1st century BC Roman noblewoman and wife of Marcus Licinius Crassus

Tertulla was the wife of Marcus Licinius Crassus, "the richest man in Rome", and the mother of his two sons.

==Biography==
Tertulla had had a presumably childless marriage to one of Marcus Crassus' brothers before being widowed and subsequently married to him (either his elder brother Publius who died around 88 BC or his younger brother who died some time between 87 and 86 BC). This was highly unusual at the time in Rome but reflected well on her husband as it was considered dutiful and selfless. She and Crassus had two sons together, Marcus Licinius Crassus and Publius Licinius Crassus. Their marriage seems to have been a happy one despite her being a mistress of Julius Caesar. Crassus seems to have either not minded the affair or supported it as it may have helped his political position. He stayed faithful to her during their relationship. She may have also had other lovers outside of Caesar, as she had a reputation for infidelity. There were frequent jokes in Rome that one of her and Crassus' sons looked like a man by the name Axius from Reate.

==Research==
What family she came from is unknown, as the name Tertulla is a nickname for Tertia, the cognomen for a third daughter in Roman culture.

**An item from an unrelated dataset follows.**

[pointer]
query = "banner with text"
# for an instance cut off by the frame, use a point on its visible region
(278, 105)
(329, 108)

There has been speculation that this Tertulla may be the same as Junia Tertia, but this is highly unlikely to be the case since their ages and marriages seem to be incompatible, as well as the fact that Tertulla was a common nickname in Rome.

==Cultural depictions==
Tertulla appears as a character in Colleen McCullough's Masters of Rome series, in her novels Tertulla is depicted as being the widow of both of Crassus's brothers, and her son Publius the Younger is actually an earlier child from her marriage to Publius the Elder and not Marcus Crassus. In McCullough's works she is depicted as being from the gens Axia but chooses to go by "Tertulla" because she was married to three brothers, and because it sounds more Latin. She plays a part in the David Anthony Durham novel The Risen: A Novel of Spartacus. She also appears in the novels Respublica: A Novel of Cicero's Roman Republic by Richard Braccia, Spartacus: Rebellion by Ben Kane where she is nicknamed "Tulla" and in The Business Affairs of Mr Julius Caesar by Bertolt Brecht. In the novel Catilinas sammansvärjning by Göran Hägg she appears (here by the name "Tertullia") in a smaller role, but her marriage to Crassus is rumoured to feature a consensual cuckolding practice with Caesar, where Crassus is fine with the affair as long as he gets to watch, although Crassus is depicted as hurt and sad when hearing of these rumours.

A fictionalized version of Tertulla appears in the television show Spartacus.